I am new to numpyro, so please bear with me. A few year ago I wrote in Stan a spatiotemporal model for analysing climate extremes. Recently, I decided to translate such model to numpyro to see if it would run faster (using NUTS). When I set “num_chains=1”, the model runs indeed 3x faster (on CPU) in numpyro and the results are identical to those in Stan, which is great. However, when I set “num_chains” to >1, the chains run much slower, almost an order of magnitude slower (1 hour for single chain vs 10 hours when using multiple chains). I was hoping you could help me understand why this might be happening and how to fix it. Of course, I could just run several chains separately and merge them together afterwards, but this is not ideal. I have a server available with CPU(s)=56, Core(s)=14, RAM=376GB. I am calling “numpyro.set_host_device_count(56)” at the beginning. I would be really grateful if you could put me out of my misery and help me figure out what’s going on.

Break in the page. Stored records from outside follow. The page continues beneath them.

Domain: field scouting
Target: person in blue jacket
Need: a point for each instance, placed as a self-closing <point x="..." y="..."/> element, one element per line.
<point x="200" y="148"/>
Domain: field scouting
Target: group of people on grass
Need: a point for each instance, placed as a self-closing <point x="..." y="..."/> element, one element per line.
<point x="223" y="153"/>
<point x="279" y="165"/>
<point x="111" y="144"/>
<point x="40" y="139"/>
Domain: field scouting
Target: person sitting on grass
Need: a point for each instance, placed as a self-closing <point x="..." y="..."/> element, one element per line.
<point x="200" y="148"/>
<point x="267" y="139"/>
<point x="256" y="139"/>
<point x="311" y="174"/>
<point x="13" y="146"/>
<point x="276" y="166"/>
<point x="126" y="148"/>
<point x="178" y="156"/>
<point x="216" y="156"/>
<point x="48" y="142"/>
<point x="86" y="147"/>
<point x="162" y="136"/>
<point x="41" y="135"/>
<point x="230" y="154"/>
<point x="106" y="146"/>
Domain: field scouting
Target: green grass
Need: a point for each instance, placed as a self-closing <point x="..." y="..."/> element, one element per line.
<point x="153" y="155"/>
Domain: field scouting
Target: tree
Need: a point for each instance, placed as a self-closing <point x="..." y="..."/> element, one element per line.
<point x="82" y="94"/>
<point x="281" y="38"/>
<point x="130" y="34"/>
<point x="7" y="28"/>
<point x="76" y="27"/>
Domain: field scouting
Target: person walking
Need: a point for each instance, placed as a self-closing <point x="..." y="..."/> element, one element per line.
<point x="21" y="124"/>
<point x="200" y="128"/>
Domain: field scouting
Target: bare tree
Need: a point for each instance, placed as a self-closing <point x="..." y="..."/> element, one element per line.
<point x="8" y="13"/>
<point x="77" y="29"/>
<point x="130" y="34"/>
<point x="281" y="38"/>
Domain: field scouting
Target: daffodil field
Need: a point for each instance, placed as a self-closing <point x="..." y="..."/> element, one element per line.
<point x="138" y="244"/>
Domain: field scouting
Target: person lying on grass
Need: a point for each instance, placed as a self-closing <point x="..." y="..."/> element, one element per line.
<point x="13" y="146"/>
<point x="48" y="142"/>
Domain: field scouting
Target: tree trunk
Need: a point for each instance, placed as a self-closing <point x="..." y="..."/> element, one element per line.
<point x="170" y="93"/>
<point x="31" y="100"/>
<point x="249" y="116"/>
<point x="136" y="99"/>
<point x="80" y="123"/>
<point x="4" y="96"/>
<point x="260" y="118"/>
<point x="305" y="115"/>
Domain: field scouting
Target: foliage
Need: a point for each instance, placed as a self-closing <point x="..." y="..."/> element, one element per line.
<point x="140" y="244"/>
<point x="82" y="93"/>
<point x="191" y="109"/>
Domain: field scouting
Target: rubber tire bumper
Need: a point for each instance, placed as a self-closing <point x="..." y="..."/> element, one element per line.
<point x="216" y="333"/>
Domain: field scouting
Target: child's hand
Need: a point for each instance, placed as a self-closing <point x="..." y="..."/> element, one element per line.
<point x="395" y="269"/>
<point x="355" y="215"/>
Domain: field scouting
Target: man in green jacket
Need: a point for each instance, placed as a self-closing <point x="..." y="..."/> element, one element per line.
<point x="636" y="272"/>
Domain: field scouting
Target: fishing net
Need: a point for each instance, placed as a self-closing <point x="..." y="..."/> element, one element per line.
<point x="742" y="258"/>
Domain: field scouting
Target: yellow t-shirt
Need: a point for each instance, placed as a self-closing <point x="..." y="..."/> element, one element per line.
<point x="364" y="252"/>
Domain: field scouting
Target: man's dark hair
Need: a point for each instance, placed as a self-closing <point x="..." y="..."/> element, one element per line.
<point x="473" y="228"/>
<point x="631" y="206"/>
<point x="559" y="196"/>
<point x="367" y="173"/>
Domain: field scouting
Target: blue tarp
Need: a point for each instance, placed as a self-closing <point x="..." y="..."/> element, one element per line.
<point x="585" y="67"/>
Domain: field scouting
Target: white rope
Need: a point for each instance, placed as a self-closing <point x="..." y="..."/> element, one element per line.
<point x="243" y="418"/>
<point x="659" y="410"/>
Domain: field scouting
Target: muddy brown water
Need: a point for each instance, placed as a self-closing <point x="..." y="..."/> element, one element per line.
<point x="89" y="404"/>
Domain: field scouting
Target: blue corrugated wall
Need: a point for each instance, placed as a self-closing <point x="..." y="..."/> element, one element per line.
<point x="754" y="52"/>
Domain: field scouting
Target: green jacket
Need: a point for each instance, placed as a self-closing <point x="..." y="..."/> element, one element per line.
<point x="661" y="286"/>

By the way, in Stan, when I use multiple chains they run just as fast as when using a single chain.

Many thanks,

please refer to other threads in this forum like this one

Thanks very much for the link. However, this is not a case of some chains running slower, but rather all of the chains consistently running almost 10x slower. Yes, in Stan, some chains will run slightly faster or slower, depending on how they adapt. But the issue I am facing here seems to be that computational performance degrades dramatically when using parallel chains. I was wondering if there is something obvious I am missing or something I needed to be aware of, hence the reason for my message.

Edit: In numpyro, when I run 4 chains in parallel, the ‘top’ command shows one single PID with a CPU usage of 400%. In Stan, what I see is four PIDs each with a CPU usage of 100%. Does that mean the four threads are running on a single core?

XLA is not optimized for paralleling over CPU cores. If you run 4 chains, you can set host device count to 4. For large number of chains, you can use chain_method="vectorized" without setting host device count - but I guess this way is only fast on GPU. You might want to explore mpi4jax to launch MCMC single-chain runs on multiple processes.